We consider companies we partner with to do extraordinary things – like the stadium graphic takeover – strategic allies. We like to invent stuff: create products and processes that are proprietary.
I’m not sure of the exact quote, but it goes something like “A man’s reach should exceed his grasp.” If someone in our industry thinks up a product that would be great, but they know some of the technology is outside their knowledge base and/or they lack one or more of the component production capabilities, they should just forget it, right?
No, just do it! What I’m not going to do is tell you one of those ideas and how we successfully found a partner on the other side of the country. We’ve been at it for more than a decade. But I will share that not a week goes by when we don’t produce an ever-increasing number of our components of this proprietary process. I know it’s selfish, but it’s just business.
It wasn’t easy. Our strategic ally handles all the sales and marketing. It took a couple of years for them to figure out how to market the new product. Volume ramped up slowly, but now it’s constant and profitable.
How do you find such a company? You start at the top. It’s a waste of time to talk to anyone who isn’t capable of making a decision. You want to talk to the owner or at least the general manager.
You need to know your stuff and have a grasp of the technology. You must be capable of clearly defining what each company must do to create that first “proof of concept” product. You must be willing to produce your end of the process at no cost to them.
You should have completed initial market research so you can speak intelligently about the size of the market, and what a target selling price would be. It’s also helpful if both parties agree to transparency. “I will show you my spreadsheet for cost of goods sold, if you show me yours.” Being able to justify every cost and expense goes a long way to earning your ally’s trust.
Keep it Friendly
Because you’re allies, it’s a given this relationship will not work unless it’s a win-win and you can form a trusted bond. If it starts smelling like either party is trying to take advantage of the other, it won’t work. The only relationships like this that are worth doing must have long-range potential. It’s too much work to put one of these partnerships together to have it not last at least five years.
We’ve created more than a half dozen successful, profitable alliances. In almost all we agreed we could both sell the product. We negotiate what their production costs to us are and vice versa.
It’s important to pick allies you personally like. Life is too short to do business with a**holes.
The importance of forming strategic alliances is you can expand your product offerings and your potential markets. You can do this with no significant capital investment and the associated risk of not making your ROI. You can create barriers to entry for competitors because few in our industry have the combined capabilities your alliance creates.

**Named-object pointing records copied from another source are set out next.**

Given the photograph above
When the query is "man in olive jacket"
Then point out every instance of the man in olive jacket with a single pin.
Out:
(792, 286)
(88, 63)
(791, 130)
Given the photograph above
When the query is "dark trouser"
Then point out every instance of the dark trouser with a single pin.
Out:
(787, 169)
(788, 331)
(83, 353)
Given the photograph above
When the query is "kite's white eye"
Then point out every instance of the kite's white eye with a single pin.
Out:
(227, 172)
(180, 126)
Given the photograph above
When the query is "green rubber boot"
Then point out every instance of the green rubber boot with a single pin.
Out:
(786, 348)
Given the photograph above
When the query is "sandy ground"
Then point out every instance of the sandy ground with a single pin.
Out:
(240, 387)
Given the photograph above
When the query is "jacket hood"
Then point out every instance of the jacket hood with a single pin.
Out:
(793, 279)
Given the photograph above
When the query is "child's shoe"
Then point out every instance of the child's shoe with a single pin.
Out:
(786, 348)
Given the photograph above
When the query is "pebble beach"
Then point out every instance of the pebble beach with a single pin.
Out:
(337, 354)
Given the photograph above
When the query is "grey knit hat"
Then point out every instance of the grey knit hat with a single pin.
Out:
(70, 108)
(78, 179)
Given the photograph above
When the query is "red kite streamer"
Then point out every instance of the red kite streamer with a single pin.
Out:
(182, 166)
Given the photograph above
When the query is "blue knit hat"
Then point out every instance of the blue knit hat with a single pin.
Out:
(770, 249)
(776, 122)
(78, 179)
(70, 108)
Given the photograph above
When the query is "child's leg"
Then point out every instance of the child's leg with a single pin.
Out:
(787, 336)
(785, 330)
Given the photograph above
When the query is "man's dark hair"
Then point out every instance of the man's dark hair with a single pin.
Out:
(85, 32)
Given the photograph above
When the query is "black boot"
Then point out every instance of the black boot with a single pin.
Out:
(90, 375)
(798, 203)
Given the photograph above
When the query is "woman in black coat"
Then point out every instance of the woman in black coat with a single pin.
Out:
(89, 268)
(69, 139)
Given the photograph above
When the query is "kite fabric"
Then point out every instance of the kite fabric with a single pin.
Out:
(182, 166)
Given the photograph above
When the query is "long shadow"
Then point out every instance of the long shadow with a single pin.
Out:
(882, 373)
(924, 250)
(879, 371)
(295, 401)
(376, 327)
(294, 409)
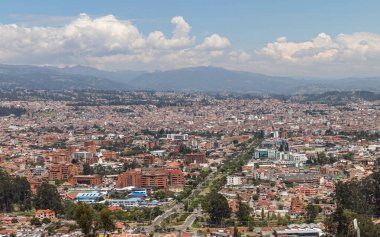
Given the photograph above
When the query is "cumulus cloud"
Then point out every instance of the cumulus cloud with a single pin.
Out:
(111, 43)
(214, 42)
(105, 41)
(358, 46)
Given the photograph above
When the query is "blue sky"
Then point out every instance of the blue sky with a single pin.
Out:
(249, 26)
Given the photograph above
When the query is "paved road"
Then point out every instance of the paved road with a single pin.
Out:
(189, 220)
(170, 211)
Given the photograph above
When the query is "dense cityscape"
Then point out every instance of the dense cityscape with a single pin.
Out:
(201, 118)
(186, 165)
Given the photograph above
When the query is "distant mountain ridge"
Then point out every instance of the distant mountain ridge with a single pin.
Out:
(200, 79)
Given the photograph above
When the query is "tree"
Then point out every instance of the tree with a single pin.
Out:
(160, 195)
(311, 212)
(340, 224)
(217, 207)
(87, 170)
(84, 216)
(35, 221)
(243, 211)
(104, 221)
(236, 232)
(47, 197)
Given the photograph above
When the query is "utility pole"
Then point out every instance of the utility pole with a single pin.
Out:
(356, 227)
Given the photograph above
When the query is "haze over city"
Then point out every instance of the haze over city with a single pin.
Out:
(287, 38)
(210, 118)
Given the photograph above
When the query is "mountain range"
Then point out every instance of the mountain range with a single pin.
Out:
(204, 79)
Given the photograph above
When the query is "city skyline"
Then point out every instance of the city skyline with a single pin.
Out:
(299, 39)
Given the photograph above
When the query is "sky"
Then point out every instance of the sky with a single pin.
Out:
(300, 38)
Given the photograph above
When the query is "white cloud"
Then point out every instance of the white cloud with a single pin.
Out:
(105, 42)
(108, 42)
(214, 42)
(356, 54)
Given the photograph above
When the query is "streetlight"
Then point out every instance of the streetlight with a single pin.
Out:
(356, 227)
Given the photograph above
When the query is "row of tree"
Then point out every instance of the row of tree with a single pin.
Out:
(356, 199)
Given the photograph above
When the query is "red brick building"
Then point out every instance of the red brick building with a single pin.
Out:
(198, 158)
(62, 171)
(86, 179)
(161, 179)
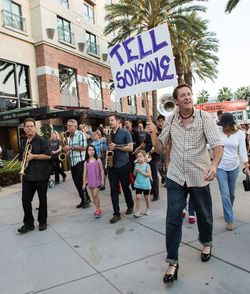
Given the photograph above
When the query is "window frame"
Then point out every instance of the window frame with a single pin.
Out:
(87, 15)
(71, 95)
(61, 35)
(98, 97)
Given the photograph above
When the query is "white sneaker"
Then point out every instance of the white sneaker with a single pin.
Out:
(137, 214)
(148, 211)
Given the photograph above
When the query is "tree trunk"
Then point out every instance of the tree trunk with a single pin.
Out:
(179, 69)
(154, 104)
(189, 78)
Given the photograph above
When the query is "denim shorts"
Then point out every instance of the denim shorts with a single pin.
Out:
(140, 191)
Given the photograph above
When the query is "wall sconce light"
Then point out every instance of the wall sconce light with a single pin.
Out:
(105, 57)
(50, 33)
(81, 46)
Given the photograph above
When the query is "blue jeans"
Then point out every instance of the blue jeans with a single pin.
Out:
(227, 184)
(176, 200)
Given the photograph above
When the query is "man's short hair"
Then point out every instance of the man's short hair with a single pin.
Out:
(116, 115)
(182, 85)
(160, 117)
(29, 119)
(73, 121)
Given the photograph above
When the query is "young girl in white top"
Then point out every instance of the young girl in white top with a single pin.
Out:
(93, 176)
(228, 169)
(142, 173)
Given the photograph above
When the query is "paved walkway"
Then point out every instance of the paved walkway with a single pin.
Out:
(80, 254)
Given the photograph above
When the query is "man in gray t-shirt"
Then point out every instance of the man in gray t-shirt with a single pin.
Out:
(121, 143)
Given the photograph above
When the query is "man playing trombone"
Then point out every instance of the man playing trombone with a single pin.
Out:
(34, 175)
(120, 144)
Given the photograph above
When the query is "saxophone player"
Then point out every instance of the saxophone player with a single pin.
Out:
(35, 176)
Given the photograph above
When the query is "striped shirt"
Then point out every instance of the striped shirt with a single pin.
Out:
(78, 139)
(189, 156)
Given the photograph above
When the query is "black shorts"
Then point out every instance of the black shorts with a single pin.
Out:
(140, 191)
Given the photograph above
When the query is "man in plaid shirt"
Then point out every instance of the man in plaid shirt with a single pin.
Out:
(189, 172)
(75, 148)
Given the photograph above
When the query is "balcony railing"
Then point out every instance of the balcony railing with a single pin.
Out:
(13, 20)
(89, 18)
(93, 48)
(66, 36)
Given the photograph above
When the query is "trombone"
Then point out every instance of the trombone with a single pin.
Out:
(13, 162)
(25, 163)
(63, 155)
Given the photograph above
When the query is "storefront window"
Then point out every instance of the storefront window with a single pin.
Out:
(7, 79)
(89, 13)
(14, 86)
(64, 3)
(115, 101)
(68, 86)
(12, 15)
(92, 46)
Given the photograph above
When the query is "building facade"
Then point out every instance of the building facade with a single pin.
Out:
(53, 54)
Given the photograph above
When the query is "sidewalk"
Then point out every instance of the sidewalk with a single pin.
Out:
(78, 254)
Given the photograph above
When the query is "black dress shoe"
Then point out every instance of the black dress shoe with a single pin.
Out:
(86, 204)
(169, 278)
(129, 210)
(79, 205)
(115, 219)
(206, 256)
(155, 198)
(26, 228)
(42, 227)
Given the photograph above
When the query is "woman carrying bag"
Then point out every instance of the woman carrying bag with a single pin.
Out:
(228, 169)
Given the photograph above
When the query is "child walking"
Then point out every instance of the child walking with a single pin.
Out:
(93, 176)
(142, 173)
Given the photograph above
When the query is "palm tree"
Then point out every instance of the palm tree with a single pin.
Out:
(202, 97)
(242, 93)
(225, 94)
(231, 4)
(132, 17)
(195, 51)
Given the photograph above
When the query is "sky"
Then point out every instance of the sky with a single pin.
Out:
(233, 32)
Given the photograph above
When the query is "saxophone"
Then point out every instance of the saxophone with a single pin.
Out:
(110, 153)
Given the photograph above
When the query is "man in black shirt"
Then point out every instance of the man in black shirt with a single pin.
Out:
(35, 177)
(121, 166)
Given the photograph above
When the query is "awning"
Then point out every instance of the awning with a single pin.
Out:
(45, 112)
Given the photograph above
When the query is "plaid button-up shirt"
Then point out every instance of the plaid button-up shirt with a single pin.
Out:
(189, 157)
(78, 139)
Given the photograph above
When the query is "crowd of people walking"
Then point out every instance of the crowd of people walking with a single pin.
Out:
(174, 149)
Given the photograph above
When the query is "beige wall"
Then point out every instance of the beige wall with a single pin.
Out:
(44, 15)
(26, 35)
(19, 51)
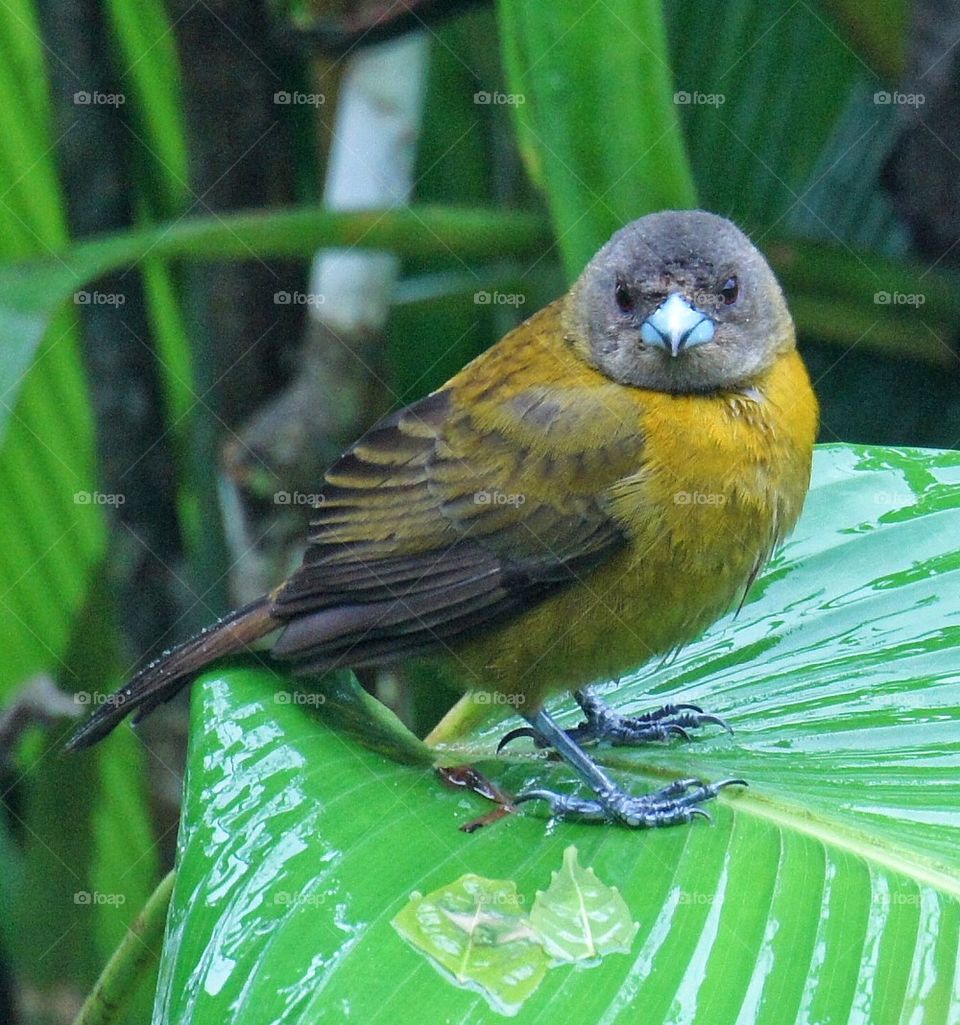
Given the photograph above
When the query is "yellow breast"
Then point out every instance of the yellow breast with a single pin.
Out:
(722, 480)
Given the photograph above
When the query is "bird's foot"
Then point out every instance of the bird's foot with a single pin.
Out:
(677, 803)
(603, 724)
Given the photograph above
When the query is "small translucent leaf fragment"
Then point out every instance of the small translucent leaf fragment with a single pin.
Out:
(476, 932)
(579, 917)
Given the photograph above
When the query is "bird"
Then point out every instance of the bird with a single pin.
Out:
(585, 496)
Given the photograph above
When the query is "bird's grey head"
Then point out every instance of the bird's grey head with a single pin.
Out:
(679, 301)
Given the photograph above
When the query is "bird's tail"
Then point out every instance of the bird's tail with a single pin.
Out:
(167, 674)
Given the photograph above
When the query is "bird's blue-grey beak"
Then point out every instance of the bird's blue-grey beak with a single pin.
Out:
(676, 325)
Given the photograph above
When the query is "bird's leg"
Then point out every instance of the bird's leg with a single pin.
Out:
(602, 723)
(678, 802)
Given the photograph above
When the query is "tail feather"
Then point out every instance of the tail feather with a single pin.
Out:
(167, 674)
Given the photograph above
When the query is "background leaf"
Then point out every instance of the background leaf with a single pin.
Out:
(596, 124)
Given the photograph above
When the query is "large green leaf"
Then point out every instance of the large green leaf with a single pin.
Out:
(827, 892)
(596, 123)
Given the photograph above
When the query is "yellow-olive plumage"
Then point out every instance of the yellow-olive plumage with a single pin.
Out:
(588, 494)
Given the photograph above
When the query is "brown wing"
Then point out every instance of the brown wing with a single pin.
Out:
(443, 519)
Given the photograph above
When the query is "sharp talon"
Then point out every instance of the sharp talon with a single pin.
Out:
(523, 731)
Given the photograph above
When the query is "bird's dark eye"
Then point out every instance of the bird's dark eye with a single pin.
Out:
(624, 298)
(729, 290)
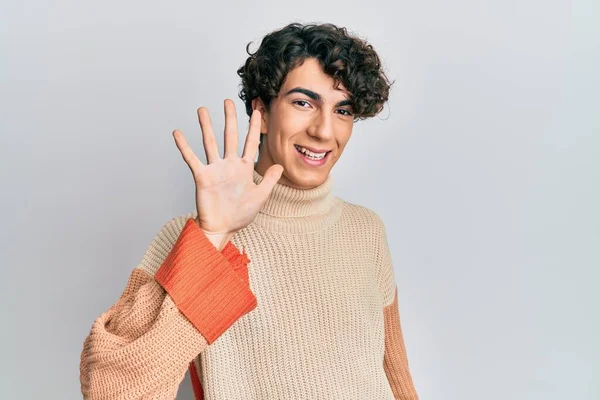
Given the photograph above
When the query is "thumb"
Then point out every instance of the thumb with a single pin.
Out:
(272, 176)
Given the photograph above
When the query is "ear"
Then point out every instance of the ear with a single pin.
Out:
(257, 104)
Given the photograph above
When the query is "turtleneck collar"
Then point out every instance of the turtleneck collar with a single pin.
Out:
(294, 210)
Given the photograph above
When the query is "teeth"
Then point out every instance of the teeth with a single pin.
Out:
(310, 154)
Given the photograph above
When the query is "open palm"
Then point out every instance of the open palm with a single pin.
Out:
(227, 199)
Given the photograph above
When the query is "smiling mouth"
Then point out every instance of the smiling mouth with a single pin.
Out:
(311, 155)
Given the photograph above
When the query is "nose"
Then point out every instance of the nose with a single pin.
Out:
(322, 127)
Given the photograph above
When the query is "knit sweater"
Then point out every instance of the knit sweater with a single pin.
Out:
(307, 310)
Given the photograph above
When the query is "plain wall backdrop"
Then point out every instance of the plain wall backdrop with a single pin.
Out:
(483, 166)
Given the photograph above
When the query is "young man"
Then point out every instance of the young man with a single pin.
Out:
(309, 308)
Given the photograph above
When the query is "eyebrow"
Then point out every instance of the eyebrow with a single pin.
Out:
(317, 97)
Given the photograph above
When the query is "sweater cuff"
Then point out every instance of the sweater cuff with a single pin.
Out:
(203, 284)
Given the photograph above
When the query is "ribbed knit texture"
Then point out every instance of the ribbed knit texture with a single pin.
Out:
(308, 309)
(321, 270)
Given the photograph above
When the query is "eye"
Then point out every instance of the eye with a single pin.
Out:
(300, 101)
(348, 113)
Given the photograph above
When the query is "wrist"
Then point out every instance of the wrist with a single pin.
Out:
(219, 240)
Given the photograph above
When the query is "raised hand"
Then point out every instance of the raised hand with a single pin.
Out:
(227, 199)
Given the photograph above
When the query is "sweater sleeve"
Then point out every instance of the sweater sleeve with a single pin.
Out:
(177, 302)
(395, 361)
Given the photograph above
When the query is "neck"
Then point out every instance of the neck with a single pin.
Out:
(298, 210)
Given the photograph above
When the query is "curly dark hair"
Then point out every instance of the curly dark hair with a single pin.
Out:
(347, 58)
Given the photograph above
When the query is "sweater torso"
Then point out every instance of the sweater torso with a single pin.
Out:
(321, 285)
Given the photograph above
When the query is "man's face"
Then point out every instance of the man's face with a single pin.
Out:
(307, 114)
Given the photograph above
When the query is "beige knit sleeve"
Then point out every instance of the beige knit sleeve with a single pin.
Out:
(178, 301)
(395, 360)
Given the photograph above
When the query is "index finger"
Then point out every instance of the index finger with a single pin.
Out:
(253, 137)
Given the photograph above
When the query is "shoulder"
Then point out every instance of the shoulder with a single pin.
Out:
(366, 217)
(163, 242)
(375, 234)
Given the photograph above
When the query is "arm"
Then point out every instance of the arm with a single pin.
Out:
(395, 361)
(142, 345)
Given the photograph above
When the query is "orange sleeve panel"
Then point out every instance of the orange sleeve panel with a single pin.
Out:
(141, 347)
(395, 361)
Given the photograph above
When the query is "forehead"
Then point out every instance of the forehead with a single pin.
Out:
(310, 75)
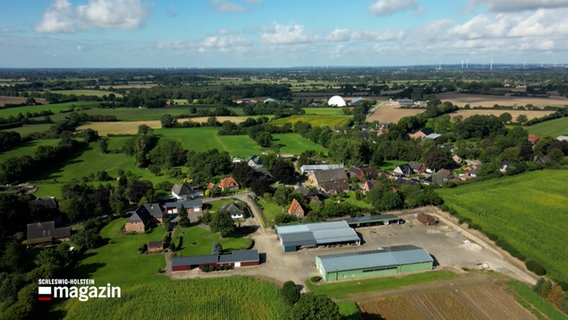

Finally, in the unnamed, more-than-a-decade-old relationship, we’ve been able to maintain the same price per square foot for the product in spite of dramatic deterioration of pricing in the open market. Consideration is given: we invented the product and the process. Sales remain profitable for both companies. Our partner has not pressured us to lower our price or, worse, dump us because they can buy it elsewhere for half the cost. I can’t think of anywhere else in our industry where you can find that advantage.
Let your creative juices flow and create new products where your company can contribute to the distributive manufacturing. Then, make a new friend (often outside our industry). Have fun and make money.
Craig Miller is a principal shareholder in Las Vegas-based Pictographics where he is also director of military and law-enforcement projects.